Spaces:

chendl
/

multimodal

Runtime error

multimodal / transformers /tests /mixed_int8 /README.md

add transformers

455a40f over 1 year ago

4.16 kB

	# Testing mixed int8 quantization

	![HFxbitsandbytes.png](https://s3.amazonaws.com/moonup/production/uploads/1660567705337-62441d1d9fdefb55a0b7d12c.png)

	The following is the recipe on how to effectively debug `bitsandbytes` integration on Hugging Face `transformers`.

	## Library requirements

	+ `transformers>=4.22.0`
	+ `accelerate>=0.12.0`
	+ `bitsandbytes>=0.31.5`.
	## Hardware requirements

	The following instructions are tested with 2 NVIDIA-Tesla T4 GPUs. To run successfully `bitsandbytes` you would need a 8-bit core tensor supported GPU. Note that Turing, Ampere or newer architectures - e.g. T4, RTX20s RTX30s, A40-A100, A6000 should be supported.

	## Virutal envs

	```bash
	conda create --name int8-testing python==3.8
	pip install bitsandbytes>=0.31.5
	pip install accelerate>=0.12.0
	pip install transformers>=4.23.0
	```
	if `transformers>=4.23.0` is not released yet, then use:
	```
	pip install git+https://github.com/huggingface/transformers.git
	```

	## Troubleshooting

	A list of common errors:

	### Torch does not correctly do the operations on GPU

	First check that:

	```py
	import torch

	vec = torch.randn(1, 2, 3).to(0)
	```

	Works without any error. If not, install torch using `conda` like:

	```bash
	conda create --name int8-testing python==3.8
	conda install pytorch torchvision torchaudio cudatoolkit=11.6 -c pytorch -c conda-forge
	pip install bitsandbytes>=0.31.5
	pip install accelerate>=0.12.0
	pip install transformers>=4.23.0
	```
	For the latest pytorch instructions please see [this](https://pytorch.org/get-started/locally/)

	and the snippet above should work.

	### ` bitsandbytes operations are not supported under CPU!`

	This happens when some Linear weights are set to the CPU when using `accelerate`. Please check carefully `model.hf_device_map` and make sure that there is no `Linear` module that is assigned to CPU. It is fine to have the last module (usually the Lm_head) set on CPU.

	### `To use the type as a Parameter, please correct the detach() semantics defined by __torch_dispatch__() implementation.`

	Use the latest version of `accelerate` with a command such as: `pip install -U accelerate` and the problem should be solved.

	### `Parameter has no attribue .CB`

	Same solution as above.

	### `RuntimeError: CUDA error: an illegal memory access was encountered ... consider passing CUDA_LAUNCH_BLOCKING=1`

	Run your script by pre-pending `CUDA_LAUNCH_BLOCKING=1` and you should observe an error as described in the next section.
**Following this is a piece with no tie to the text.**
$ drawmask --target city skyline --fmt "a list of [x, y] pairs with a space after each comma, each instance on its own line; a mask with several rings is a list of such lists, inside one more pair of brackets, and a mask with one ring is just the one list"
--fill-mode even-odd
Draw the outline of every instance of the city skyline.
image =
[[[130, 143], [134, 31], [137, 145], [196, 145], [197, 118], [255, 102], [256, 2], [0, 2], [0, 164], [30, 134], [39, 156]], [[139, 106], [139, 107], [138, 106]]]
	### `CUDA illegal memory error: an illegal memory access at line...`:

	Check the CUDA verisons with:
	```
	nvcc --version
	```
	and confirm it is the same version as the one detected by `bitsandbytes`. If not, run:
	```
	ls -l $CONDA_PREFIX/lib/libcudart.so
	```
	or
	```
	ls -l $LD_LIBRARY_PATH
	```
	Check if `libcudart.so` has a correct symlink that is set. Sometimes `nvcc` detects the correct CUDA version but `bitsandbytes` doesn't. You have to make sure that the symlink that is set for the file `libcudart.so` is redirected to the correct CUDA file.
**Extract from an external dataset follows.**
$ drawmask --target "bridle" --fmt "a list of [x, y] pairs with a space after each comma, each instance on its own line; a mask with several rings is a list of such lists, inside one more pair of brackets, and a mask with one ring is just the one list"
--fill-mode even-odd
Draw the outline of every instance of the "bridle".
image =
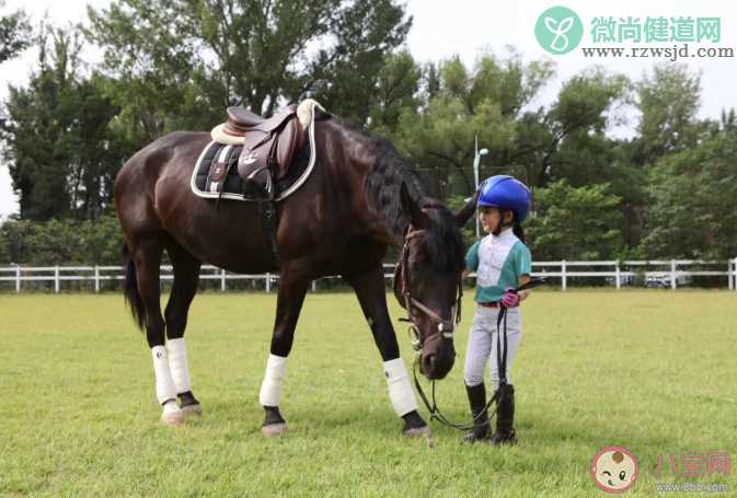
[[[458, 278], [458, 293], [456, 296], [456, 302], [453, 303], [452, 314], [450, 320], [442, 320], [438, 313], [423, 304], [422, 301], [412, 297], [412, 289], [410, 287], [410, 276], [407, 275], [406, 267], [410, 259], [410, 242], [419, 234], [425, 233], [426, 230], [414, 230], [410, 225], [407, 233], [404, 238], [404, 245], [402, 246], [402, 253], [400, 255], [400, 263], [396, 265], [394, 270], [394, 296], [400, 301], [404, 302], [404, 309], [407, 312], [406, 319], [400, 319], [401, 322], [407, 322], [410, 327], [407, 333], [410, 335], [410, 340], [412, 341], [412, 347], [415, 351], [421, 351], [423, 348], [423, 338], [419, 335], [419, 328], [413, 320], [413, 310], [418, 310], [419, 312], [427, 315], [431, 321], [438, 324], [438, 333], [441, 334], [444, 339], [452, 339], [453, 333], [456, 332], [456, 324], [461, 322], [461, 298], [463, 297], [463, 280], [459, 276]], [[399, 278], [401, 273], [401, 278]], [[402, 283], [402, 292], [399, 291], [399, 283]], [[400, 299], [401, 297], [401, 299]]]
	Here is an example of a badly configured CUDA installation:

	`nvcc --version` gives:

	![Screenshot 2022-08-15 at 15.12.23.png](https://s3.amazonaws.com/moonup/production/uploads/1660569220888-62441d1d9fdefb55a0b7d12c.png)

	which means that the detected CUDA version is 11.3 but `bitsandbytes` outputs:

	![image.png](https://s3.amazonaws.com/moonup/production/uploads/1660569284243-62441d1d9fdefb55a0b7d12c.png)

	First check:

	```bash
	echo $LD_LIBRARY_PATH
	```

	If this contains multiple paths separated by `:`. Then you have to make sure that the correct CUDA version is set. By doing:

	```bash
	ls -l $path/libcudart.so
	```

	On each path (`$path`) separated by `:`.
	If not, simply run
	```bash
	ls -l $LD_LIBRARY_PATH/libcudart.so
	```

	and you can see

	![Screenshot 2022-08-15 at 15.12.33.png](https://s3.amazonaws.com/moonup/production/uploads/1660569176504-62441d1d9fdefb55a0b7d12c.png)

	If you see that the file is linked to the wrong CUDA version (here 10.2), find the correct location for `libcudart.so` (`find --name libcudart.so`) and replace the environment variable `LD_LIBRARY_PATH` with the one containing the correct `libcudart.so` file.